F.
Lee Bailey, the famous lawyer, entered the arena in 1973, contacting officials
in Washington, D.C., asking for help. His clients, according to him, had
possession of several gold bars. Baily made it clear that forty of his clients
lived in the White Sands area and knew the exact location of the gold.
Bailey
was skeptical but was provided with one of the bars for analysis. He sent it to
the Treasury for testing. It was sixty percent gold and forty percent copper.
The problem is that fourteen-karat gold is about fifty-eight percent gold and
forty-two percent copper. It was noted that the gold ingot was far from pure.

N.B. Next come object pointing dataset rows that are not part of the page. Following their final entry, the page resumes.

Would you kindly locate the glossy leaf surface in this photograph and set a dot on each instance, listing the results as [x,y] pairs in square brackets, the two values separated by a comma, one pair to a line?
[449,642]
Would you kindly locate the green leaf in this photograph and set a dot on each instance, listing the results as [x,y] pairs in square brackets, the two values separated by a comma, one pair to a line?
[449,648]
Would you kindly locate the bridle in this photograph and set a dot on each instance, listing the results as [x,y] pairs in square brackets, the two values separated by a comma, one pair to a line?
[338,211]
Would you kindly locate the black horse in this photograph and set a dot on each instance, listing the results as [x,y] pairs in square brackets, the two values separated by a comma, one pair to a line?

No real conclusion was drawn from the tests, and no value was reported for the
gold.
Bailey
would eventually say that there were two groups involved; a small group who
found the treasure and a larger group made up of businessmen who were financing
various operations including the legal maneuvering involving ownership and
permissions to enter the missile range.
It
was also in 1973 that several people sneaked onto the missile range to dynamite
a rock wall in a side canyon of Victorio Peak. They claimed that if you knew
how to read the pictographs found on the rock wall, you could find the
treasure. They wanted to destroy that information.

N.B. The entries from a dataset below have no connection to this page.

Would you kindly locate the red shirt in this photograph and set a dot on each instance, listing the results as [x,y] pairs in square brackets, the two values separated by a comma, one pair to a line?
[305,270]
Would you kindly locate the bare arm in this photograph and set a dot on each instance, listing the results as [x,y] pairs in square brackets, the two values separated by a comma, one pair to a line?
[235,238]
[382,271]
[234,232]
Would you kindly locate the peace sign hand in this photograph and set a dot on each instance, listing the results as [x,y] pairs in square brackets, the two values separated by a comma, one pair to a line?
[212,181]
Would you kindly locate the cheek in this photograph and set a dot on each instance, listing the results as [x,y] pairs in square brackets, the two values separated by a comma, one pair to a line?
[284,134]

The San Andres Mountains, home of Victorio Peak. Photo copyright by Kevin Randle |
Bailey
and his group continued to make claims. The original story told, of 292 bars of
gold, escalated into thousands of gold bars. At one point someone claimed that
more than two hundred billion dollars were hidden in those caves. The more
rational pointed out that Fort Knox held just over six billion dollars.
Others
came forward, including Roscoe Parr, who claimed tht Noss had told him how to find
the gold and how to divide it once it was recovered. There was nothing in
writing from Noss but, according to Parr, Noss had asked him to make sure his
wishes were carried out after his death.
Another
group formed around Fiege. To complicate things, still another group formed
around the second Mrs. Noss, Violet Noss Yancy. There was something called the
Shriver Group and Expeditions Unlimited, which was a Florida-based treasure
hunting group. And, of course, those involving Ova Noss.
Ova
Noss tried to end it all by suing the Army for a billion dollars. In the
documents filed with the court, she claimed that it would take no more than
forty-eight hours to find the gold with four people to make the search. Once
they had located the treasure, they would place the gold with the appropriate
government agencies for safekeeping until ownership could be established.
The
suit was dismissed.
A
compromise among all the claimants was arranged by Norm Scott who used his
Expeditions Unlimited to represent them all. The Army saw the wisdom in this
and agreed to it. Operation Goldfinder was postponed twice but in March 1977,
the search finally began.
And
failed.
Just
as the searches that had preceded, Operation Goldfinder failed to produce any
evidence that gold, or anything else, was hidden on or in Victorio Peak. One
group of claimants tried to salt the site with fake gold bars but were caught
in the act and ordered out be Scott.
What
was most valuable, from the Army’s position, was that those claiming something
was hidden in the caves and tunnels of Victorio Peak had had their opportunity
to search. They found nothing. The Army then shut down all operations, claimed
that nothing was hidden, and that no additional searches would be allowed in
the foreseeable future.
Scott
held a final press conference after the failure to find anything to verify all
the claims of treasure hidden there. Scott did not consider the search a
failure. He pointed out that the objectives had been realized, with one
exception.
That
exception surrounded the claims of Doc Noss. Those accepting the Noss story
pointed out that it wasn’t proven that the gold wasn’t there. This is arguing
in circles because it was proven that “no treasure was found in the various
locations where most of the claimants told us a cache of gold is hidden.” They
were now claiming that the gold was hidden in an area that had not been
searched.
Even
with the negative results, without any physical evidence that the gold had ever
been there, with only the testimony of a man who was a con artist and
charlatan, there were still those who believed that a huge,
multi-billion-dollar treasure was hidden in Victorio Peak.
Operation
Goldfinder cost $87,000. Scott said that he had no plans for another search.
Such a project would cost half a million dollars and would take a couple of
months. At the conclusion of the press conference, the commanding officer of
the White Sands Missile Range closed the range to any further searches for
treasure.
But
that wasn’t the end of it…
Ova
Noss believed there was gold that belonged to her. For decades, others had
believed as well, providing her with encouragement, legal advice and money. She
was not going to let the dream die. In 1979, Ova Noss returned to Victorio Peak
and posed for photographs. At that time, according to Jim Eckles in the Missile
Ranger (the White Sands Missile Range newspaper), she said, “Like they say.
There’s gold in them thar hills.” She died later that year without ever finding
her treasure.
But,
of course, the search didn’t die with her.
Her
grandson, Terry Delonas, had accompanied Ova Noss to Victorio Peak. It was
clear that he was going to continue the family tradition and the search. He
formed the Ova Noss Family Partnership.